The vicar had pondered Mr Mawne's advice about getting some official light on the matter of the school's closing. He was very much perplexed over the way he should go about it. Should he ignore the rumours and wait until an official declaration was made, as it must be, if there were any truth at all in the proposal? Should he call a meeting of the school managers to discuss things? Or should he say nothing, but approach someone in the Education Office at the County Hall, and feel the way?
After much earnest thought he had decided that he would go privately to his county town, seek an interview with the Director of Education, and let his fears either be put to rest or confirmed, before meeting his managers.
Accordingly, one overcast morning, the vicar set off in his shabby car, along the shady lanes, to his appointment. He drove alone, for not even his wife knew his business that morning, and he pondered many things as he rolled sedately along, hooting gently when he approached any bend, crossroad or, more frequently, any newly-fledged bird which sat, fearless and innocent, on the hard highroad. Apart from his conjectures about the forthcoming interview, he was also sorely perplexed about a more personal matter.
He had in his wallet a book token for one guinea, treasured from a recent birthday. Should he be extravagant and add yet another guinea to it and buy the new volume on the subject of George Herbert, the parson-poet, for whom he had such a high regard? He feared that it might be an indulgence. His stipend was very small and a guinea's expenditure was not to be undertaken lightly. His wife, he knew, would not hesitate to encourage him to buy it, selfless soul that she was; yet only that morning she had told him that saucepans would have to be replaced and that yet another sheet had been ripped from top to bottom by his own careless big toe. The vicar sighed heavily, discovered that he was now in a built-up area, dropped the speed of his car from 35 miles an hour to 25, and cautiously approached the Education office.
His appointment was at eleven o'clock and at five minutes to the hour the vicar was ushered into a waiting-room by a pretty young typist.
'If you'll wait,' she said, turning such a dazzling smile upon the vicar, that he felt quite young again, Til tell Mr Temple that you're here.'
The room was oppressively quiet when she had gone. Mr Partridge, crossing to a table which held an imposing spread of magazines and newspapers, v/as conscious of the noise that his black shoes made on the bare linoleum. He felt acutely nervous and looked, with lack-lustre eye, at the literary fare set out for his refreshment. 'The Teachers' World,' 'The Times Educational Supplement,' 'The Schoolmaster', 'The Journal of Education' he supposed were the right and proper things to find here, but his eye brightened as it fell upon the local paper.
The first thing he saw, when he opened it, was a photograph of a fellow parson who was noted for his outspoken dicta on subjects of which he had the scantiest knowledge.
'Dear, oh dear!' said the vicar aloud, folding back the paper, 'And how has poor old Potts put his foot in it this time?'
Completely engrossed, his own troubles for the moment forgotten, Mr Partridge was unconscious of the Town Hall clock which boomed eleven times and was the signal for hundreds of coffee cups to appear on desks all over the county town.
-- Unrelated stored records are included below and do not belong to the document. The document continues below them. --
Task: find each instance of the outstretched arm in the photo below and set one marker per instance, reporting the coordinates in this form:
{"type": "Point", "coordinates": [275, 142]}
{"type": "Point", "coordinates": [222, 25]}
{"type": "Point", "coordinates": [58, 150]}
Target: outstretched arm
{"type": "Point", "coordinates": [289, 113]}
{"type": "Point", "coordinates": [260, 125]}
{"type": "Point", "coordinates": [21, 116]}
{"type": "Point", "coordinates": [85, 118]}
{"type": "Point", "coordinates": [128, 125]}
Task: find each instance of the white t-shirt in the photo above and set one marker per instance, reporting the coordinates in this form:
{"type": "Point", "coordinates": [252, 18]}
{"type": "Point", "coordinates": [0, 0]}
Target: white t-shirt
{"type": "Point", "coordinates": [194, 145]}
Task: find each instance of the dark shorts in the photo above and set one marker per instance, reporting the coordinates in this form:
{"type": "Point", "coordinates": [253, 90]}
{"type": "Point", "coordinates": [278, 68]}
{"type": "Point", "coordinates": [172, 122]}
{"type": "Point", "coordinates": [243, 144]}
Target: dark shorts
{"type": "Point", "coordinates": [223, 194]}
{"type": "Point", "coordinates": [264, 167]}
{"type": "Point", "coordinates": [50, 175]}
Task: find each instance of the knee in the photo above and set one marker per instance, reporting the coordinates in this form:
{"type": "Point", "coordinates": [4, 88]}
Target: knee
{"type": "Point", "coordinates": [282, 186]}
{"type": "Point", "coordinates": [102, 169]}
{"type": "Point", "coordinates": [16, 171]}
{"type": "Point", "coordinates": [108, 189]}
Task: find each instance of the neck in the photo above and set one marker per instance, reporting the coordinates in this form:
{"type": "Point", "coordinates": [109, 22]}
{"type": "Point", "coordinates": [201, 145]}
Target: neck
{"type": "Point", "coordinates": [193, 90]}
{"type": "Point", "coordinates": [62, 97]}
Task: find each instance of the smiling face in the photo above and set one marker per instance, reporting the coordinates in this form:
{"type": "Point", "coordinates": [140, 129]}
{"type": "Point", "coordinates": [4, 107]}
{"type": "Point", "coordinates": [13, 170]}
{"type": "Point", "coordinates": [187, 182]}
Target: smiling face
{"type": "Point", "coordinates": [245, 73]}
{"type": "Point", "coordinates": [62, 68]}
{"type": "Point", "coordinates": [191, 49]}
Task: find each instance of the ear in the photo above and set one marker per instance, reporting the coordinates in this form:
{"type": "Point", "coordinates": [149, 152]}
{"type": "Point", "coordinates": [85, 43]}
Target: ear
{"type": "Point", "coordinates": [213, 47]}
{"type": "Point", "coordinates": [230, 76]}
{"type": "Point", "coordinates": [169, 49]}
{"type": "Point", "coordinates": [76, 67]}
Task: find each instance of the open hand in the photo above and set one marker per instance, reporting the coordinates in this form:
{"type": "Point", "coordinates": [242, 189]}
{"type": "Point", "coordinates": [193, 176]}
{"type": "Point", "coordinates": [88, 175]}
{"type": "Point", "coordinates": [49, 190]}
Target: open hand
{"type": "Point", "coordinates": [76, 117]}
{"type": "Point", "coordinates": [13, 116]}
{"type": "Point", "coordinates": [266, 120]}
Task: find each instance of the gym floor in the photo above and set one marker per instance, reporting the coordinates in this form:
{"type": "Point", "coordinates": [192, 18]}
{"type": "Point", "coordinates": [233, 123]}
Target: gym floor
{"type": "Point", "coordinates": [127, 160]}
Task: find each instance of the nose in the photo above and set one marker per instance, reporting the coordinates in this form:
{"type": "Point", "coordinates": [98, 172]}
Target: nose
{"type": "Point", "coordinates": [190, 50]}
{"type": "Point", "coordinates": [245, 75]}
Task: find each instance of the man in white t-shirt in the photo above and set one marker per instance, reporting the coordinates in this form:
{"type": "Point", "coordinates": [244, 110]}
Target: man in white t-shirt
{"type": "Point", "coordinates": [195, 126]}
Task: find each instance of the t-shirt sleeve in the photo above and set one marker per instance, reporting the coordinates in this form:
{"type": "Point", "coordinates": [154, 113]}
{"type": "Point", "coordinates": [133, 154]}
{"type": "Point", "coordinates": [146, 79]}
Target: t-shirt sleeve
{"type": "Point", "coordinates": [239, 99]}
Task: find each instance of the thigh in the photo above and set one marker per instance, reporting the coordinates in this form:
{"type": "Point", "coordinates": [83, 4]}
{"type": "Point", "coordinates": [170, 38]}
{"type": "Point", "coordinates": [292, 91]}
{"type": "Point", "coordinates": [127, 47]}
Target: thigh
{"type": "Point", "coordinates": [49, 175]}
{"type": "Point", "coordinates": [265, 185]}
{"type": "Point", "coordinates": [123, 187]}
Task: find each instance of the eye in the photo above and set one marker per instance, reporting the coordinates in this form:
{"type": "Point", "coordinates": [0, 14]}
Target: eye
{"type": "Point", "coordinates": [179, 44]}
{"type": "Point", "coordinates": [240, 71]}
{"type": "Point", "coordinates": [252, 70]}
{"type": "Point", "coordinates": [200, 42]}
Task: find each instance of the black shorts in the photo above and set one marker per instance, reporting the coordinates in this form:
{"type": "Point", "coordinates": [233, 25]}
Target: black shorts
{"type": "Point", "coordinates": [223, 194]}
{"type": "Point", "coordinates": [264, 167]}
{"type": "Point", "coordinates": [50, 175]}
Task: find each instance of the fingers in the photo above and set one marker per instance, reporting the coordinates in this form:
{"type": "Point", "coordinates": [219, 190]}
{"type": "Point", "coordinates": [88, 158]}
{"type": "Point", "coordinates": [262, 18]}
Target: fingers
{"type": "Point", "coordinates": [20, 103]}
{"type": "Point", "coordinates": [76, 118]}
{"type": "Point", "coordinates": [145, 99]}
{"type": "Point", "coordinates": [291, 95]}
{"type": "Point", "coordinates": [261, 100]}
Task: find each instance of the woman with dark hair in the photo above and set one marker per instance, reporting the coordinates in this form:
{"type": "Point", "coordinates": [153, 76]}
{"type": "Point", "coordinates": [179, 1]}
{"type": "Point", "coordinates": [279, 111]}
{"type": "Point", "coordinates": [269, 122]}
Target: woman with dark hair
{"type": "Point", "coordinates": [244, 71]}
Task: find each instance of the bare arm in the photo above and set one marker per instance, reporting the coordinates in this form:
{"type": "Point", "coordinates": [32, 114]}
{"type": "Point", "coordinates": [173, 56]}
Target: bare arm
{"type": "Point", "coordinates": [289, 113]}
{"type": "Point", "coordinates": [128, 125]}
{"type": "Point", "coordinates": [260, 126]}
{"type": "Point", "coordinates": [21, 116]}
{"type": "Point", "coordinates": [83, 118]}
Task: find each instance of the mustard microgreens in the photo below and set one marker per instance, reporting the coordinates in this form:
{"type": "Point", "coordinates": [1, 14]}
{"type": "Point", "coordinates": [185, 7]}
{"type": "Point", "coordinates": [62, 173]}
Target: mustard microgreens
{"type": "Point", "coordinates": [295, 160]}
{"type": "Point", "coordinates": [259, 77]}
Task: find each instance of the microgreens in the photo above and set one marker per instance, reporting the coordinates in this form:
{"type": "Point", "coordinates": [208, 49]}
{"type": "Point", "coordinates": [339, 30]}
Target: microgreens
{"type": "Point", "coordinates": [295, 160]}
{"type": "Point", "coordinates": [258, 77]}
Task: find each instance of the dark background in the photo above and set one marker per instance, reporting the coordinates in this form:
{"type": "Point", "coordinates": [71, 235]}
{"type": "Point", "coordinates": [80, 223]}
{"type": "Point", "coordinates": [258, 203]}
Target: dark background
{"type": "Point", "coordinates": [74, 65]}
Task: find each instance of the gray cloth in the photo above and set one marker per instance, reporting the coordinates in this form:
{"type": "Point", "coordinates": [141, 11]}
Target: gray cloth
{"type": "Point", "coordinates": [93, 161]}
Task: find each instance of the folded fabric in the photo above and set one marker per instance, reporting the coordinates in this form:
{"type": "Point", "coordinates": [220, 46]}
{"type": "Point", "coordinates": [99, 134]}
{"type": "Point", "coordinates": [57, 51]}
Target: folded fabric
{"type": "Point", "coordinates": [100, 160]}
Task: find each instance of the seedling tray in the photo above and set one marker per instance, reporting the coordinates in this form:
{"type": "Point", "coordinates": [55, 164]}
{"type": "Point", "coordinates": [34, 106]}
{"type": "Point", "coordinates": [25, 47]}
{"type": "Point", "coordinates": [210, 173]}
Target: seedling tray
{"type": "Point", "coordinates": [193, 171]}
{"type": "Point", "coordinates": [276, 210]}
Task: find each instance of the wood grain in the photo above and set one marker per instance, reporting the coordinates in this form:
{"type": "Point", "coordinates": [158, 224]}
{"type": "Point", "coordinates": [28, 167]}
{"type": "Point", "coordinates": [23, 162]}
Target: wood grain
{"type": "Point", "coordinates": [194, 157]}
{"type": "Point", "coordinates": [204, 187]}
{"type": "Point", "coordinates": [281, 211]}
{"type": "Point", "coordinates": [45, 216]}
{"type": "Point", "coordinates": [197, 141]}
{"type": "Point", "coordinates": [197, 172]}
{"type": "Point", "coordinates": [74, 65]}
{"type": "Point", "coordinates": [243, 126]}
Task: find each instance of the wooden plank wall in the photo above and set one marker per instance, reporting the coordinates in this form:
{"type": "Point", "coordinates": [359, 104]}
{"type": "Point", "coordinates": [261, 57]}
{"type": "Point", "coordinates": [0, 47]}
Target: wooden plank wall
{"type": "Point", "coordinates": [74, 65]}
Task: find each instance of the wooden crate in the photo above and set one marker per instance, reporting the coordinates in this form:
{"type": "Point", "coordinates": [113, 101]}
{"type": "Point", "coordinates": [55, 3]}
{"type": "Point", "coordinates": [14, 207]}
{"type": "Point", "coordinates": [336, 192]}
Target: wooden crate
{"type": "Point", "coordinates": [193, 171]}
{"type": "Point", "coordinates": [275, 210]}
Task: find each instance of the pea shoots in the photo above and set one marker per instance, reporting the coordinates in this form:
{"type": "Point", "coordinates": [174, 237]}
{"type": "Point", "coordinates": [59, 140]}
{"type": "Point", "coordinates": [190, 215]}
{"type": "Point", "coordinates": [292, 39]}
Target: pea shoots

The pretty girl reappeared.
'Mr Temple can see you now,' she said. The vicar dropped the paper, and his head awhirl with poor Potts, inadequate book tokens, sheets, saucepans and the plight of his adored village school, followed her to the door of the Director's office.
Meanwhile, the vicar's wife was paying a call at Fairacre School. The Flower Show was imminent and she had come to see how the children were progressing with their dancing.